Using the Query Monitoring API

The query monitoring API is a public REST API that allows organization administrators to monitor query activity for a specific AtScale organization. It can be used with any REST-capable monitoring tool to detect anomalies in query volume or response times. This page explains the input parameters, response fields, and recommended client-side monitors. For a short summary of the API, see the Monitoring API Reference.

Host, Ports, and Protocols

Use the fully qualified domain name (FQDN) of the AtScale host or load balancer to access the AtScale Authentication and Engine services. The API will work over the HTTP protocol, however HTTPS is recommended. The default ports for the authetication and engine services are:

Table 1. Service Ports

ServicePort
Authentication10500
Engine API10502

Authentication

Token-based Authentication
Because unencrypted credentials are passed over the network, HTTPS / TLS should be used when requesting the bearer token.

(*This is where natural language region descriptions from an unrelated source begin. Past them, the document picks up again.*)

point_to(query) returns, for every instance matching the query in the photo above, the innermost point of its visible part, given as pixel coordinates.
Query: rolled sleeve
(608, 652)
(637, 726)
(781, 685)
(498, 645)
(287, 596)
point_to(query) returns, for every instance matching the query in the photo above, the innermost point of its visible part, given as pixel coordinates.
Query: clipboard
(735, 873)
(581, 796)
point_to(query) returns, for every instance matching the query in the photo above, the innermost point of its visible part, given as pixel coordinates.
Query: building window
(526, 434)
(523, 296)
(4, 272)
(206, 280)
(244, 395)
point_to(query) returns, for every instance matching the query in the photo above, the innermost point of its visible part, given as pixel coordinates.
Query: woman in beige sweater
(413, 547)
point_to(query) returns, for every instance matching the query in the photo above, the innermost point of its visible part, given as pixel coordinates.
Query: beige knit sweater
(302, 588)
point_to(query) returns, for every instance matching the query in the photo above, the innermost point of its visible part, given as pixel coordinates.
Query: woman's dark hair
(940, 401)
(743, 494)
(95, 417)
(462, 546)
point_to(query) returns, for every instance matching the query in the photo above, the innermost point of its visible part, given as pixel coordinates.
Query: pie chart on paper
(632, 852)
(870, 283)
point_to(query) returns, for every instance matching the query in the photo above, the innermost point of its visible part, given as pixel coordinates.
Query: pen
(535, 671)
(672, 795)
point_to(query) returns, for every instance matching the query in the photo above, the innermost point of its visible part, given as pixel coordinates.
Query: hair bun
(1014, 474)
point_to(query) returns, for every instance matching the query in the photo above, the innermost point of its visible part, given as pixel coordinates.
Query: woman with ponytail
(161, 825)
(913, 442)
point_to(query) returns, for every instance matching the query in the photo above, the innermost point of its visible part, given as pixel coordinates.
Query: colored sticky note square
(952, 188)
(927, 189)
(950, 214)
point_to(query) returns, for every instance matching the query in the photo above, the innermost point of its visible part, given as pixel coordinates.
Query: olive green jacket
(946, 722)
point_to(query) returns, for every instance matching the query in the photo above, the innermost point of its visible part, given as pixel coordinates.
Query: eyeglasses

  1. Request a bearer token. For example, given the user "monitor" and the password "pwd" type the following in a bash shell:


    export BearerToken=`curl -u monitor:pwd -X GET https://atscale.acme.com:10500/default/auth`

  2. Save the token for use with subsequent API requests.

Authorization

The following AtScale run-time permissions are required to call this API:

  1. Login and View Projects
  2. View Queries

Note: It is recommended that you create an AtScale user specifically for the purpose of calling the query monitoring API. Using an admin account to perform monitoring is strongly discouraged.

Request Method

The API is accesssed by making an HTTP GET request to the engine end-point. The {orgId} URI parameter refers to the AtScale Organization Id.

GET /monitoring/queries/orgId/{orgId}

Request Headers

The GET request must submit the following request headers.

Table 2. Request Headers

AttributeTypeFormatDescription
AuthorizationStringBearer {BearerToken}Substitute the bearer token returned from a successful authentication request in the place of {BearerToken}
Content-TypeStringapplication/jsonSpecifies the request as a json application request.

Parameters

Table 3 lists the URI query parameters. These parameters are passed according to the URI standard.

Table 3. URI Query Parameters

Parameter NameTypeRequiredMeaning
queryStartTimeFromTimestampYesReturn records with query received_time fields greater or equal to this value.
queryStartTimeToTimestampNoReturn records with received_time fields less than this value. If missing, no less-than constraint is applied to the field.
maxInboundQueriesIntegerYesThe response record limit (in-bound queries). The actual number of returned records is the minimum of this value and the system max limit. See response field result_set_limit for the actual limit used.
includeQueryTextBooleanNo Default = FalseIf true return the query text in the API response. If False, the query text is omitted.

** Note the queryStartTimeFrom and queryStartTimeTo parameters are in the same time zone as the AtScale server's time zone, which must be set to UTC.

Request Example

The following example illustrates requesting the API with bash and curl. The request is made using the GET method and the bearer token stored in a variable named "BearerToken". The call returns all queries for the "default" organization since 2019-01-31T23:50:59.081Z (UTC time), excluding the query text, up to a maximum of 500 records.

Response Body

The API returns detailed information about the processing of each in-bound query as well as each of its outbound queries. Tables 4-7 detail each response field.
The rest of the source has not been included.